My only concern is that if the cost to borrow remains the same, at first glance it may seem so unattractive that no one will look past that and into the rebate system, but with some clever UI that can perhaps make the user aware.
wow a lot to read…very interesting ideas around ANC token etc. Sure some of this could help in the long run.
My concern with the other original v2 and this proposal is that i’d prefer to stay be with bAsset Model.
This is the unique selling point of Anchor no other lending market has. If Anchor changes this it will work like aave or abracadabra. I understand that adding new bAssets always takes a lot of time. But that’s again something that protects Anchor.
A lot of your ideas would work with the current model around bAssets.
there’s a lot of technical aspects Im not equipped to answer ser, or maybe i messed my words on that “concept overview number 9” somehow, where i described it as “quasi-insurance for liquidated colateral”. I was thinking if the borrower has ACTIVE rebates/bonded ANC early interest work but then got liquidated halfway, he can receive part of ANC he is ought to receive. ex. he bonded 20 ANC and got liquidated while still bonding 10 ANC. I was thinking maybe the liquidation contract calls the rebate contract to executesending a part of that 10 ANC instantly, or at the same it got liq.? honestly, i dont know how contracts work at any level, do you think this is possible? I’d really appreciate if you dumb it down for me.
I agree with your concern. but if we manage to stretch what was left of borrow incentives from scheduled emission, the borrow UI might still see the DIST APR for 8 more years and still receive free ANC, while rebate button is added. thanks for the kind words! I still need to gather info on the proposed borrow model, got lost track of anything working on this.
Thanks. I still need to gather info on the proposed borrow model, got lost track of anything working on this. Maybe we can gather more info on the twitter space with flipside.
Can we merge this discussion with the v2 proposal forum post as ongoing discussion?
Absolutely wonderful work on this one!
Thanks. I think the team is already cooking something for ANC tokenomics, and v2 borrow model is priority. Weighing on this can wait.

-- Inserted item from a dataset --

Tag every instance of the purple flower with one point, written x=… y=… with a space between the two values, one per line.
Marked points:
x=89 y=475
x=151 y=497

Correct v2 is needed first. We can then add to it very easily once released
Anything is pretty much theoretically possible but this is a bit complicated with vesting/bonding since there would be schedules once locked if you allow removing after locked, for refunds or whatever, you have to start creating taxes or something for those that remove early. This means things have to be tracked creating different contracts - I will have to think more on it.
Great work and much needed conversation around PoL and ANC value accrual. Love the Rebate approach which could theoretically allow ANC to trade opposite direction in a market downtrend. If this actually materialised, that would be the only PR it needs to skyrocket.

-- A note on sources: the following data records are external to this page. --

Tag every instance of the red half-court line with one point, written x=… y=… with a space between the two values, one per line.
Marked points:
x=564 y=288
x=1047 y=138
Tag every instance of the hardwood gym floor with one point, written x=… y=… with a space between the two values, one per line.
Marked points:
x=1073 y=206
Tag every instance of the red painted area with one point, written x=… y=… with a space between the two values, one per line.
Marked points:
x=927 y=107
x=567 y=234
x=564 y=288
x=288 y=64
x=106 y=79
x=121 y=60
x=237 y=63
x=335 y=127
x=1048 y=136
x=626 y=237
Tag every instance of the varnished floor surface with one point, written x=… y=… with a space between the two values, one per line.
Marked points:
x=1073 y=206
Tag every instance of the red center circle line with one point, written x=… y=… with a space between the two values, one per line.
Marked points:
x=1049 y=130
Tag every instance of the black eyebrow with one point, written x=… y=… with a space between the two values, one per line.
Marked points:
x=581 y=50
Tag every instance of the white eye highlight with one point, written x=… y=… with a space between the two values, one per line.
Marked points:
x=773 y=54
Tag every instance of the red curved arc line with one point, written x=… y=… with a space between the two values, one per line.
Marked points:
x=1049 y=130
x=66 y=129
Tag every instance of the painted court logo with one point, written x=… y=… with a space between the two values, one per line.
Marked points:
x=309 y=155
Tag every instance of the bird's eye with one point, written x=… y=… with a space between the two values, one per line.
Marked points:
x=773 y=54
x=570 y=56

I would love to read the big brains challenging your ideas, as to me they look like much needed improvements…
hey just an update on your proposal, While not bonds larix is effectively doing this on solana and it’s been very effective so far for the 2 weeks its been implemented.

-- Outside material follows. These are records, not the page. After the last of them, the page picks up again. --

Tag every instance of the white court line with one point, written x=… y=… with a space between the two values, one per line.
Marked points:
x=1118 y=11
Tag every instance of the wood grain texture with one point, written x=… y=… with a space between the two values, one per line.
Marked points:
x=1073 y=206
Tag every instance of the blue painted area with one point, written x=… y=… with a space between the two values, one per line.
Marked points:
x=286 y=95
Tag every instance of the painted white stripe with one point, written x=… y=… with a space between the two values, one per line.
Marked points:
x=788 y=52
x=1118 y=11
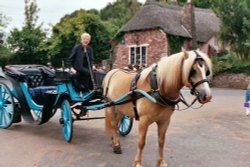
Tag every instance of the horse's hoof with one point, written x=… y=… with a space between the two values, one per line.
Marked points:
x=162 y=164
x=117 y=149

It will be a good case study to follow in regards to data for this proposal.
Let’s look at Larix protocol for a bit and see how it’s helping them, they’ve launched a similar idea to this proposal, complete with the early withdrawal tax. It’s more LP staking but the way it’s structured it’s sort of like bonds. It’s very interesting and we share a lot of parallels so if it does help we should see some results from their implementation on their token value.
They have a 90 day and 180 day schema and just launched late Jan so we have some time (late april-may) to analyse their data and see if the price impact is worthwhile.